With all due respect @sargentodiaz , will you participate other than the OP?

I mean, I rarely start threads, but when I do, I always try to answer ALL those that took the time to reply or state their opinions. 

Courtesy can come back around to you

----------


## sargentodiaz

> With all due respect @sargentodiaz , will you participate other than the OP?
> 
> I mean, I rarely start threads, but when I do, I always try to answer ALL those that took the time to reply or state their opinions. 
> 
> Courtesy can come back around to you


I always try to participate when the responses are to the OP and not other off-the-wall responses.

----------


## Ginger

I like this ^

----------


## sargentodiaz

I'm going to make future Olympic posts in the Sports thread where they belong.

----------


## Calypso Jones

> I like this ^



I don't see a lot of MEN.  I see women. I see minorities.  I see a homo or more...but where are the men? 

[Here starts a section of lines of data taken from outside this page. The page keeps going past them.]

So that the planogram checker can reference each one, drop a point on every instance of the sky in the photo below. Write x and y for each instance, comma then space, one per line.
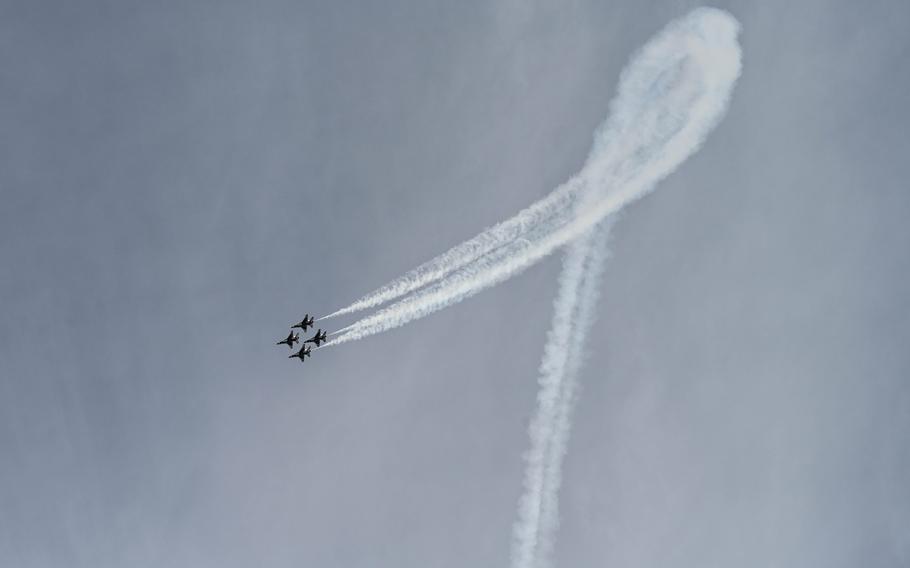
181, 181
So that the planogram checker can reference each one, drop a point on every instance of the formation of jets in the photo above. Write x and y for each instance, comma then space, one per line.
318, 338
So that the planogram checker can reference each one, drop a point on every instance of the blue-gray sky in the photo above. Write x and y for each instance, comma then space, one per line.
180, 182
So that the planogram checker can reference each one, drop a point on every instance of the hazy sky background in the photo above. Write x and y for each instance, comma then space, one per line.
181, 181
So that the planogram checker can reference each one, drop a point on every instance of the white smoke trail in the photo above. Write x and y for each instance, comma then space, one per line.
691, 68
466, 252
573, 312
698, 59
588, 291
649, 88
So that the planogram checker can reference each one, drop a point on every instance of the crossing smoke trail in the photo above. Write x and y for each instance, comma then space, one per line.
670, 97
573, 312
632, 112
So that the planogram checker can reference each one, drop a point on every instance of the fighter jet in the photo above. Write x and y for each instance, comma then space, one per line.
308, 321
290, 340
302, 354
318, 338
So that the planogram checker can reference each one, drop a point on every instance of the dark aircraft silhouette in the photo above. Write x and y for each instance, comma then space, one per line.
290, 341
302, 354
318, 338
308, 321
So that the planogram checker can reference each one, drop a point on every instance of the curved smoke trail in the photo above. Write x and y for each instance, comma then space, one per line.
671, 95
653, 70
573, 312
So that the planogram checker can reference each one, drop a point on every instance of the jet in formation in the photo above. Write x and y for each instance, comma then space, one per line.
290, 340
308, 321
302, 354
318, 338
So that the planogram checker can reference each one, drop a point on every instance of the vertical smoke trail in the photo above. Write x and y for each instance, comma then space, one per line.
671, 96
560, 357
678, 83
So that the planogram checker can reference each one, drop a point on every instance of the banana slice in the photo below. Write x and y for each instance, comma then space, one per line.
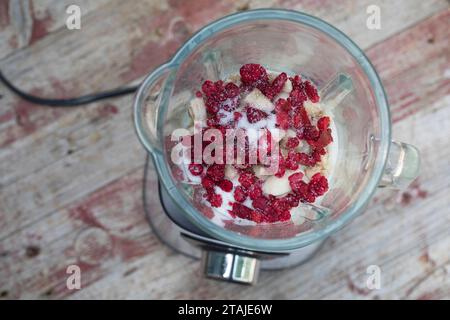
256, 99
197, 110
278, 186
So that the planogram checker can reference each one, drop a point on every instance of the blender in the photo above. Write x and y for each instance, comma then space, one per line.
365, 159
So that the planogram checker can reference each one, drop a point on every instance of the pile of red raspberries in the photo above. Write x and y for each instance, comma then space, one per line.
290, 114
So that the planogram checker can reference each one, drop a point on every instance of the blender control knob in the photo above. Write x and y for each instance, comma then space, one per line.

and where are the ratings. Is it true that americans are as sick of PC Olympics as they are of Hollywood?  Down from Sochi.

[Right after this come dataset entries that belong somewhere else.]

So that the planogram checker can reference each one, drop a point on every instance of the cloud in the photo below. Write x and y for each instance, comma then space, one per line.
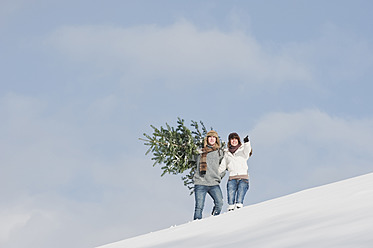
308, 148
180, 52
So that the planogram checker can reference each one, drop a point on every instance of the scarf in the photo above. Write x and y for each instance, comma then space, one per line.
233, 149
203, 162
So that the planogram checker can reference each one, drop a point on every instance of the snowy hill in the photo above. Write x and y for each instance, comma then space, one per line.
334, 216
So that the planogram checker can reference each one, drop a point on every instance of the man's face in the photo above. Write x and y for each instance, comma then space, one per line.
234, 142
211, 140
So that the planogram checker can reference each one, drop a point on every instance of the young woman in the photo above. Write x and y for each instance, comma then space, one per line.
235, 161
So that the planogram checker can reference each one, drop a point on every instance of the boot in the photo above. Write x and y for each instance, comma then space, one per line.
231, 207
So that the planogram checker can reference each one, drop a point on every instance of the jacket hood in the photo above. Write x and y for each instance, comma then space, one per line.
213, 134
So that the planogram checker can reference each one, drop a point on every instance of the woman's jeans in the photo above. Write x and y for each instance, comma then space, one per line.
200, 196
236, 190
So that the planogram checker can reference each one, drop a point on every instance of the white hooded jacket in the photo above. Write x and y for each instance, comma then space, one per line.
236, 163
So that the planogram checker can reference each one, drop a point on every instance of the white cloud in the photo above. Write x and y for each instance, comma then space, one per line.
179, 52
308, 148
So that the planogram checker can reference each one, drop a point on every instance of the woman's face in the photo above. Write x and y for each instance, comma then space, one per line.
234, 142
211, 140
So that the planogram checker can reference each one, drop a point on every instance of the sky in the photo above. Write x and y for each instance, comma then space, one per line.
81, 81
309, 218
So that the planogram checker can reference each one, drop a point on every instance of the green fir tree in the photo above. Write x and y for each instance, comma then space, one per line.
175, 149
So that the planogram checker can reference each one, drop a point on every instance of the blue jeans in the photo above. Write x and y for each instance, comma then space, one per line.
236, 190
200, 196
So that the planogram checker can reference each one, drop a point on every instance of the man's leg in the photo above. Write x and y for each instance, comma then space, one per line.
217, 196
199, 196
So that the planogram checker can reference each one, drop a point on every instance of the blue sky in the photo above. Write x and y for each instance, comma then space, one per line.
81, 81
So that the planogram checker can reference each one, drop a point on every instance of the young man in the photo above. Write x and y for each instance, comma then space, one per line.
207, 177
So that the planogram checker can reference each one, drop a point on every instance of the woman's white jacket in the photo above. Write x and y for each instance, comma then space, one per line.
236, 163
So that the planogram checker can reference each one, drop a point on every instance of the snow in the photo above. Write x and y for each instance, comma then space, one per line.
335, 215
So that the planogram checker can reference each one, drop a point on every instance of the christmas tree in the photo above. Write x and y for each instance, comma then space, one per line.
175, 149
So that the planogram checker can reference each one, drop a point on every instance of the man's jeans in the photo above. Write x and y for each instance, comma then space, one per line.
200, 196
236, 190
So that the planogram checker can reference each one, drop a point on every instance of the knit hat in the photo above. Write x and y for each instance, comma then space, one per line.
213, 134
234, 136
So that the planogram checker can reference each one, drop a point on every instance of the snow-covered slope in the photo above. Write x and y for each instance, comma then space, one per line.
335, 215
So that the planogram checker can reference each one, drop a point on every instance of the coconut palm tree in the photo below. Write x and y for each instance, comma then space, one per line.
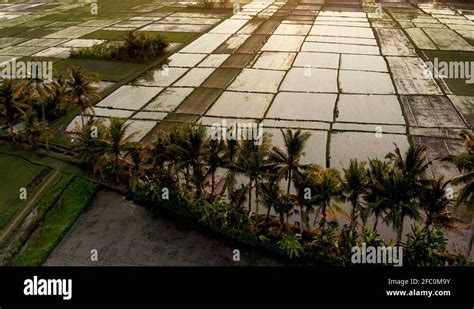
53, 102
232, 148
33, 130
115, 142
12, 102
80, 90
273, 197
192, 150
396, 198
306, 185
253, 162
87, 143
376, 172
464, 162
328, 190
214, 158
40, 91
138, 154
412, 164
287, 161
435, 203
355, 183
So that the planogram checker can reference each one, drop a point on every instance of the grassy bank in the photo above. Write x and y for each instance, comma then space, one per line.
68, 204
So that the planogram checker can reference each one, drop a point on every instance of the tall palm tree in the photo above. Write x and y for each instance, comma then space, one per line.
412, 164
87, 146
41, 89
33, 130
192, 148
12, 103
137, 152
306, 185
81, 91
54, 102
435, 203
232, 148
214, 159
287, 161
396, 198
273, 197
116, 141
408, 177
159, 155
328, 190
376, 172
253, 162
465, 164
355, 183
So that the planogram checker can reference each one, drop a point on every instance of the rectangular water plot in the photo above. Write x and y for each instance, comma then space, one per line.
310, 80
369, 109
169, 99
254, 80
274, 61
241, 104
303, 106
130, 97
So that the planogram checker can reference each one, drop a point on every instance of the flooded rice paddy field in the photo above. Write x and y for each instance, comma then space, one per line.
341, 69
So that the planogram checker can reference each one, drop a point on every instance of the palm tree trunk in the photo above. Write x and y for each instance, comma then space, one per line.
10, 126
351, 225
268, 212
250, 195
323, 215
301, 219
213, 182
116, 168
256, 198
470, 242
43, 113
288, 188
400, 232
282, 222
376, 222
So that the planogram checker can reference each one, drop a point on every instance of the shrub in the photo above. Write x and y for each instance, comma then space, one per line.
137, 47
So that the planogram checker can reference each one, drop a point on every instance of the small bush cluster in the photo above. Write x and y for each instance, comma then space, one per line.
137, 47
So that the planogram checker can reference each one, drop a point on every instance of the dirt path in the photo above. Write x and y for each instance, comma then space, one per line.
126, 235
28, 206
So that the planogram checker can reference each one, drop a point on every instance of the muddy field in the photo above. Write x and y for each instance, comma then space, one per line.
126, 235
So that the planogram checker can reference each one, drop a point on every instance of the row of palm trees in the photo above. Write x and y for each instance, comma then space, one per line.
27, 106
391, 190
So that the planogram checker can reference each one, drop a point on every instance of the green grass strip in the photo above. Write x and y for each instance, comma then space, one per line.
74, 199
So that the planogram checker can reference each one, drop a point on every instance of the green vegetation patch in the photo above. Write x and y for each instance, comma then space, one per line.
137, 47
107, 70
74, 199
12, 31
35, 33
105, 35
456, 85
175, 37
16, 173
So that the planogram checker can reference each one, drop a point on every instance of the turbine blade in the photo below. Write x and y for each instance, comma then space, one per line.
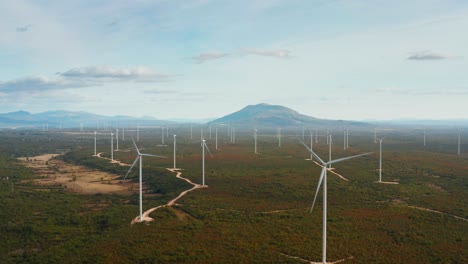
151, 155
206, 146
312, 152
322, 175
347, 158
134, 144
131, 167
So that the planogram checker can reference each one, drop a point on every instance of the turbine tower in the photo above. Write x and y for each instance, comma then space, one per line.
255, 138
117, 138
216, 135
380, 159
323, 179
279, 137
95, 154
203, 145
174, 151
112, 147
140, 157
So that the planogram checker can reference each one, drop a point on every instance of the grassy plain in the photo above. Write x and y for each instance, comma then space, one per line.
255, 209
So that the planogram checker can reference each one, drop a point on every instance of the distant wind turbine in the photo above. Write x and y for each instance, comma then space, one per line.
323, 179
138, 133
95, 153
203, 145
117, 138
216, 135
140, 157
255, 138
112, 147
380, 159
279, 137
424, 136
174, 151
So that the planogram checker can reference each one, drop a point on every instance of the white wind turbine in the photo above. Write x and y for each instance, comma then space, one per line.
279, 137
117, 138
95, 153
311, 144
174, 151
323, 179
424, 136
203, 145
255, 138
216, 135
140, 157
112, 147
380, 159
138, 133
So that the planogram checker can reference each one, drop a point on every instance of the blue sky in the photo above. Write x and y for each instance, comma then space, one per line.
204, 58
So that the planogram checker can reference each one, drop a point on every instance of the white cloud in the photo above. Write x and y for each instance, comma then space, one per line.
39, 83
429, 55
208, 56
24, 28
281, 54
110, 73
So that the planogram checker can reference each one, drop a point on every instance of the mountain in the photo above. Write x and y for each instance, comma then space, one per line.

http://deadline.com/2018/02/olympics...bc-1202284486/

----------


## Daily Bread

Globalization has succeeded and the big bad American male has been ostracized and marginalized . Now the world can compete at the lower standards . They were winning until testosterone made its resurgence in the White House but we're going to need a change in societies attitudes to make a full comeback . It's going to take a full generation to bring back that torch and we'll need another term from Trump and a serious intervention in our educational priorities .

----------


## sooda

I went to the Winter Olympics in Innsbruck in 1964.. It was great .. especially the ice hockey. The Russians took their second gold medal.

----------


## TPP

With no NHLers in the Olympics this year, the hockey could be quite interesting, if not with the very best players.

----------


## OverDrive

As of today, Thurs, the US women are tearing up the US men in medal count!!

----------


## sargentodiaz

Has anyone beside me noticed the awesome number of vacant seats at almost every venue?

----------